Regarding LC neurons, its tonic (spontaneous) function was not modified in spite of pain hypersensitivity was already present at early stages (1 week after injury). Indeed, no changes were observed in the neuronal tonic activity, alpha2-adrenoreceptors sensitivity and expression, G protein and RGS levels, and noradrenaline release in LC and prefrontal cortex. Although the tonic activity of LC was not modified in this early staged of CCI, phasic LC discharge upon nociceptive mechanical and electrical stimulations in the ipsilateral paw was alredy altered. However, long-term neuropathic pain temporally coincided with marked tonic (spontaneous) modifications of noradrenergic LC neurons. Indeed, we found an altered expression of tyrosine hydroxylase, noradrenaline transporter and alpha2-adrenoreceptors proteins that influenced on neuronal firing activity and noradrenaline release. Interestingly, similar changes in tyrosine hydroxylase, noradrenaline transporter and alpha2-adrenoreceptors levels in the LC have been described in animal models of depression and in post-mortem brain tissue of depressed individuals. In addition, nerve-injured rats showed an exacerbated phasic response upon nociceptive stimulation one month after the surgery. On the other hand, the treatment (one week) with desipramine (noradrenaline reuptake inhibitor) or duloxetine (serotonin and noradrenaline reuptake inhibitor) at the same time of CCI surgery prevented the alterations on phasic LC activity in parallel with their behavioural analgesic and antidepressant effects.

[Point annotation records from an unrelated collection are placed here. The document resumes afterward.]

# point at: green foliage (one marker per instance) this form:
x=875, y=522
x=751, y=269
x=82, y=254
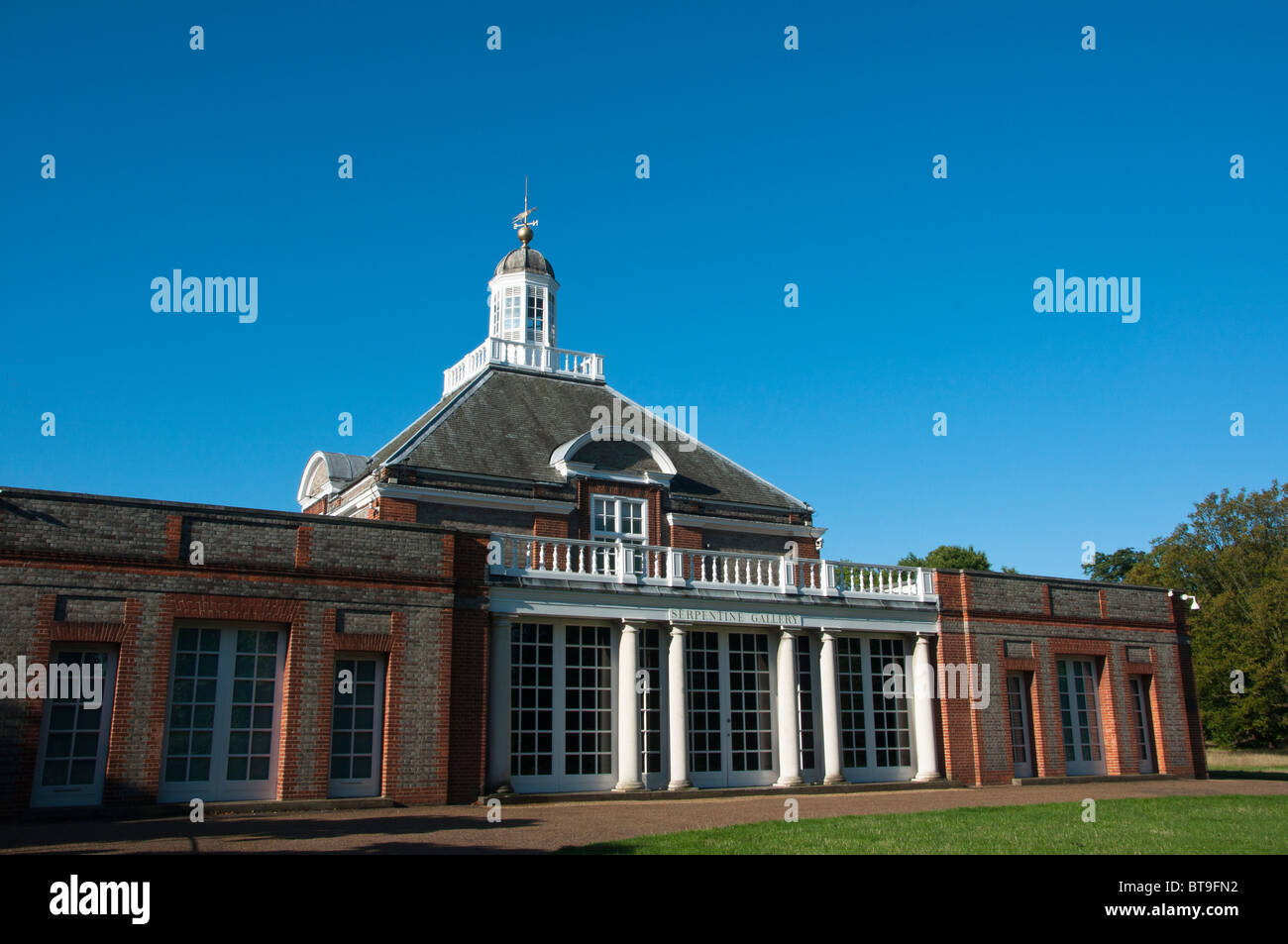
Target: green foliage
x=1112, y=569
x=1233, y=556
x=951, y=558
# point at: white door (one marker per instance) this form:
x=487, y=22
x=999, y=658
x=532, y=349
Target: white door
x=1144, y=724
x=357, y=725
x=876, y=734
x=1021, y=737
x=562, y=699
x=1080, y=716
x=72, y=756
x=223, y=713
x=729, y=700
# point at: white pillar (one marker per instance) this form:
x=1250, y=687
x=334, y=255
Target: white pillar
x=789, y=738
x=831, y=707
x=678, y=711
x=627, y=712
x=498, y=707
x=923, y=710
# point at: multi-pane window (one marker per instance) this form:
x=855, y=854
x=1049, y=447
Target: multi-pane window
x=890, y=733
x=222, y=720
x=849, y=684
x=1019, y=715
x=73, y=746
x=536, y=316
x=511, y=318
x=192, y=706
x=1144, y=723
x=805, y=702
x=250, y=726
x=702, y=697
x=751, y=746
x=1080, y=715
x=618, y=519
x=588, y=700
x=651, y=702
x=531, y=703
x=357, y=725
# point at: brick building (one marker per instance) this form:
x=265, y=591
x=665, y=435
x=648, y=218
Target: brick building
x=542, y=586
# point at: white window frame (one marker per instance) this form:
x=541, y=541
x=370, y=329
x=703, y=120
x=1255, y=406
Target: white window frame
x=535, y=299
x=219, y=786
x=86, y=793
x=513, y=314
x=372, y=785
x=605, y=559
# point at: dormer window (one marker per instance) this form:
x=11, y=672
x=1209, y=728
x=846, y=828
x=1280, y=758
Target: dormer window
x=536, y=316
x=618, y=519
x=511, y=325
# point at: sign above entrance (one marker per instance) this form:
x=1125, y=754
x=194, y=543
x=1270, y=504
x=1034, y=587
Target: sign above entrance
x=732, y=616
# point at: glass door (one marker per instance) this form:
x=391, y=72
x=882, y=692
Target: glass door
x=223, y=716
x=750, y=717
x=357, y=725
x=1144, y=724
x=1080, y=716
x=872, y=689
x=562, y=707
x=729, y=697
x=1021, y=724
x=72, y=756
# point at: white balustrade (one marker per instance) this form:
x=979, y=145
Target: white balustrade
x=535, y=557
x=520, y=355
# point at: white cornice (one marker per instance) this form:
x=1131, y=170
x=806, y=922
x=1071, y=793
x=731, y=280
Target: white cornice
x=441, y=496
x=743, y=526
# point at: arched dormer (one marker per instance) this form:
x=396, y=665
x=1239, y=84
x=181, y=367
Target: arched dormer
x=613, y=454
x=522, y=296
x=326, y=474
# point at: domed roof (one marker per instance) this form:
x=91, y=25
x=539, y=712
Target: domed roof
x=524, y=259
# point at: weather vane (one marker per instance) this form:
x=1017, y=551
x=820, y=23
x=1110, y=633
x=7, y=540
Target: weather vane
x=520, y=222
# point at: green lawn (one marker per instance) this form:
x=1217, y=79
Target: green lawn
x=1168, y=824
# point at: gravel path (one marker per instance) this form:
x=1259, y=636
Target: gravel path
x=539, y=827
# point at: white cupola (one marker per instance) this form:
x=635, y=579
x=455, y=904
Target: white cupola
x=522, y=296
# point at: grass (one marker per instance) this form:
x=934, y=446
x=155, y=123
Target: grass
x=1233, y=824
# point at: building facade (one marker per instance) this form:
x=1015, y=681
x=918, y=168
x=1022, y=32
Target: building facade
x=544, y=586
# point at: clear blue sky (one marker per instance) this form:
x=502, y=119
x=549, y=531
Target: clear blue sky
x=768, y=166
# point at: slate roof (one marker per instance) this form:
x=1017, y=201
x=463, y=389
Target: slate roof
x=506, y=423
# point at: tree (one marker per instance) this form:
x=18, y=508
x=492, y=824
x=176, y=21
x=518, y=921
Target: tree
x=949, y=558
x=1233, y=556
x=1112, y=569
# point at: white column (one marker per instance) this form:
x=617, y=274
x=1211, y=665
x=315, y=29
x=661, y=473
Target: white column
x=827, y=697
x=923, y=710
x=677, y=711
x=789, y=738
x=627, y=712
x=498, y=707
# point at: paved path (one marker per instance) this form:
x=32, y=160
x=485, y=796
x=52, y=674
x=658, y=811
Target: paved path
x=539, y=827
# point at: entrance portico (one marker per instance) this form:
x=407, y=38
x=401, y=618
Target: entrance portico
x=631, y=694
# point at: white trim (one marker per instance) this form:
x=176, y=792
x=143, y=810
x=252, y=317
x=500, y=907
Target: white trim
x=561, y=463
x=742, y=526
x=686, y=438
x=441, y=496
x=853, y=616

When painful stimulus reaches the LC, noradrenergic neurons are activated, promoting noradrenaline release in both the LC and terminal areas like the spinal cord, contributing to the normal control of pain perception. However, as a consequence of spontaneous or evoked pain in chronic pain conditions, the LC might constantly receive nociceptive inputs, increasing noradrenaline requirements as well as leading to secondary homeostatic compensations that may cause the mood disorders in CCI animals. Therefore, the present study presents biological data to support the use of these noradrenaline reuptake inhibitors (antidepressants) to treat pain and its long-term consequences (mood disorders).